Left as the only working member of the family, his father, a tricycle driver, did his best to send all his children to a private secondary school. Fortunately, Ernie was able to pass a scholarship exam in the same school that helped support his studies until he graduated.
Coming full circle with GBF
Having achieved so much despite life’s challenges, it is no surprise that helping his students, especially those from marginalized sectors, has always been one of Ernie’s top priorities. “Whenever I give advice to my students, I tell them that opportunities rarely come, so they shouldn’t be afraid to take or grab them when they do come along,” he says.
In 2019, he grabbed such an opportunity for himself when he became a GBF TeachSTEM Scholar, same with his brother who had also benefited from one of the group’s training programs in the past. Ernie was in the middle of taking his master’s degree in Science Education at the Philippine Normal University (PNU) at that time, a move that was precipitated by a very simple reason. “As a teacher, I value the knowledge and learnings that I can provide my students,” he says.

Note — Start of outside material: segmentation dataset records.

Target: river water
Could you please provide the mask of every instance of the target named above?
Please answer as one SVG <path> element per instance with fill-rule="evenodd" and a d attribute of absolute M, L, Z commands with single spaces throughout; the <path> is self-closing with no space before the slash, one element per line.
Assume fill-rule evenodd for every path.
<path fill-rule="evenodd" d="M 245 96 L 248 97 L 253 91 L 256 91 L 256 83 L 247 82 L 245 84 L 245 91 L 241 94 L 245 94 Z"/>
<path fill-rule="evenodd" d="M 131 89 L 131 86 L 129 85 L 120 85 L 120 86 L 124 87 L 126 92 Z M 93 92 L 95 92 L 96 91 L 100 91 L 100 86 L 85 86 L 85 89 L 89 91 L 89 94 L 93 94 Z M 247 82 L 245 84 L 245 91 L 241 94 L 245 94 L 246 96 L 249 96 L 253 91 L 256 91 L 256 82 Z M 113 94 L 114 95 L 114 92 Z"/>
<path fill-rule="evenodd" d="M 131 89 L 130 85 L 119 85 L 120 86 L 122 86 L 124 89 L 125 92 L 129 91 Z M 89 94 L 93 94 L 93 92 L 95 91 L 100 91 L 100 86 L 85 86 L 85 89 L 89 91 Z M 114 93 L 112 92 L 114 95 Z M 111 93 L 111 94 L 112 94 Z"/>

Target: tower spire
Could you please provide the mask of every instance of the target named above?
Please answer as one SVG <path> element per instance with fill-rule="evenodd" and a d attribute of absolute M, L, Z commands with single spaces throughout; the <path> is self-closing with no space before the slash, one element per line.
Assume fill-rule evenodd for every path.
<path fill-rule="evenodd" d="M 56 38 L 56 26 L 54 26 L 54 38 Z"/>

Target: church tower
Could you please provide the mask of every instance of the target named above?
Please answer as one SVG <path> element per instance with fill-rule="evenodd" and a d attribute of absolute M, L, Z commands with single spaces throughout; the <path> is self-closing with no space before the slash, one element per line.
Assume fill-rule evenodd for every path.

Less than two years later, Ernie found himself working with GBF again. This time, he finds himself on the other side, helping facilitate the donation of mobile learning devices to students who needed them the most. He also volunteered to run a diagnostic exam that would eventually be used in GBF’s Iskolar ni Juan scholarship program.
Beneficiaries of the mobile learning devices donation drive pose for a photo while following physical distancing protocols. PHOTO Courtesy of Ernie Santoyo.
It is clear that everything Ernie does is in service of his students. “It feels good to help.” he says, “not because of our current situation, but because I want my students to have the same opportunity as I have right now.”
He also hopes that “they will be able to find courage and strength to move forward as long as they can see that there are people who are backing them up.”
Passing the torch on to the next generation
In the last 14 years that Ernie has been teaching, he’s had students return, telling him how grateful they are to have had him as their teacher. But based on how proudly he talks about them, the opposite is also true.
Students in one of Ernie's high school classes collaborate for a group activity. Photo courtesy of Ernie Santoyo.
“There are so many great stories and so many to be thankful for,” he begins. “I have some former students who are now professionals who put up a help drive during the Mt. Taal eruption last January 2020. We were able to raise almost P100,000 and materials and food packs were donated in different towns in Batangas affected by the natural calamity.”
He also lists seeing one of his students, a public servant in Batangas, talking to political leaders and police officers about managing the pandemic, as a proud moment.
It is evident that Ernie finds no greater fulfillment than seeing his former students take their place in the world and reach their full potential as agents of change themselves. “Whether you’re a good teacher or not depends on how the children you taught turn out,” he says.
There can be no greater honor than that.
Ernie Santoyo is a recipient of the GBF TeachSTEM Graduate Scholarship, which provides financial assistance to public school K to 12 Science and Mathematics educators who are taking their Master’s Degree in Science and Mathematics education. As of press time, there are 21 enrolled scholars.